I can't really explain why I take such different approaches to these different art forms, but I do.

Monday, December 01, 2008

Bring on the body count

In first quarter or so of Ron Rash's Serena, I thought the book was over-hyped. Sure, the writing was good, and I thought the demonic Serena was fascinating, in the manner of a poisonous snake. These feelings fell away as I read late into the night and started anew Thanksgiving morning. I brought the book with me to my mother-in-law's, hoping I might steal away for some quiet reading time. No such luck, but just as well, as I would have distracted.

The book opens as Serena and her newlywed husband George Pemberton arrive at his North Carolina lumber camp. The arrival is a tad awkward as his pregnant former girlfriend is waiting for him, along with her furious father. The unhappy and violent results of the encounter sets the tone and the principal conflict for the book. The Pembertons rule the camp like feudal lords and have as much regard for their loggers as a medieval baron might for his cannon fodder. Whether by accident or by plan, the life expectancy in the camp isn't terribly high.

Perhaps because the death toll is so great, Rash avoids depicting all but the most important of deaths. Instead he uses a Greek chorus consisting of a few lumberjacks discussing lumber camp goings on, which include the latest victims of the Pembertons. This both keeps the plot movie and it allows Rash to concentrate on the warped Serena and the crumbling George. The character of Serena is nearly too much. She is part Ayn Rand wet dream, part Lady MacBeth, and part Keyser Soze. It helps that Serena is mostly spoken of, rather than shown. This helps prevent her descent into cliche.

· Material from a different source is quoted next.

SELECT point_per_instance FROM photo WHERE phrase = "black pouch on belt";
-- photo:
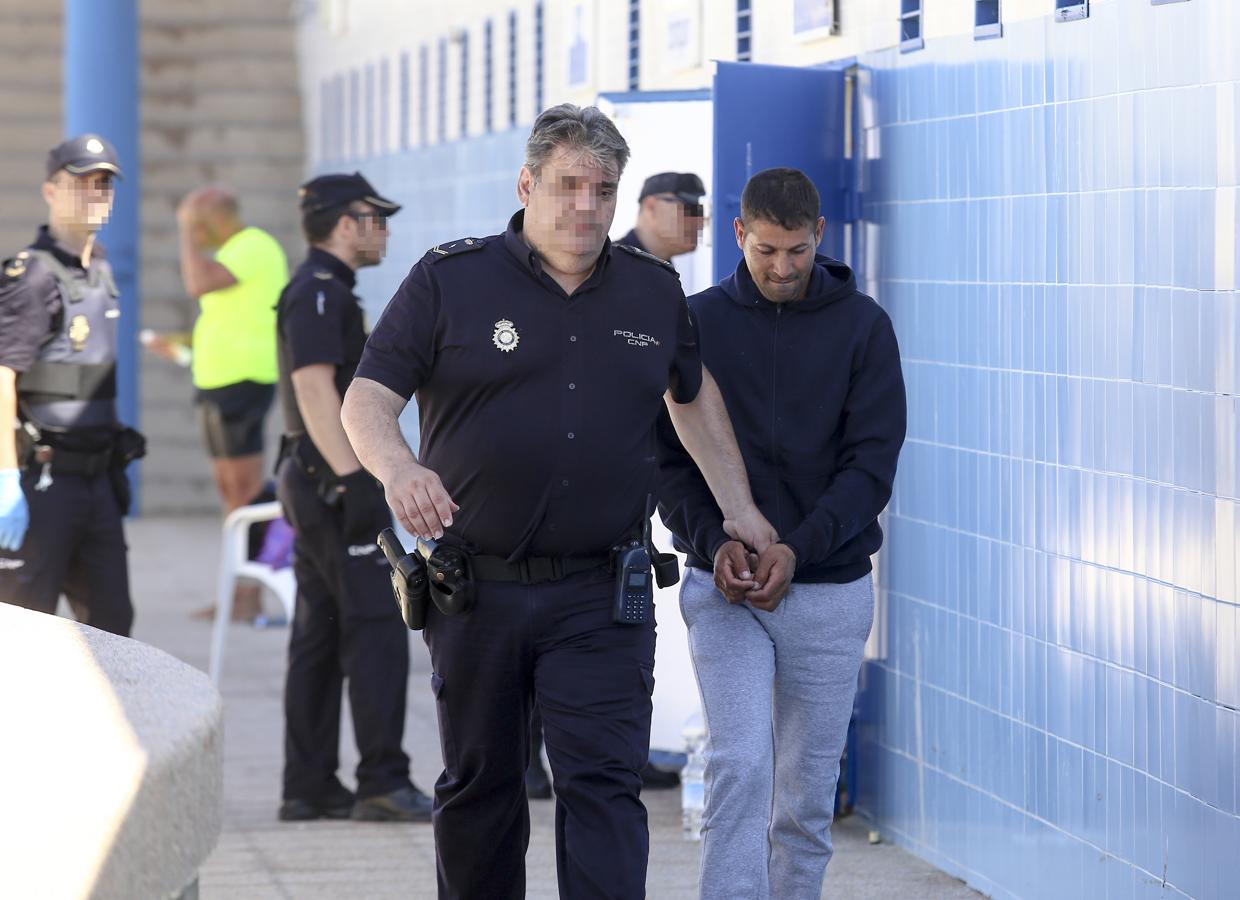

Despite the period setting, the book is definitely of the moment. The Pembertons and their allies are racing to cut as many trees as they can before the Great Smoky Mountains National Park is created. As that becomes more challenging, Serena turns her eye to the unregulated Amazon. The environmental message is clear, but so is the criticism of the market unbound.

Avoid reading the fly leaf cover. Far too many spoilers. Of course, I read it and still loved the book.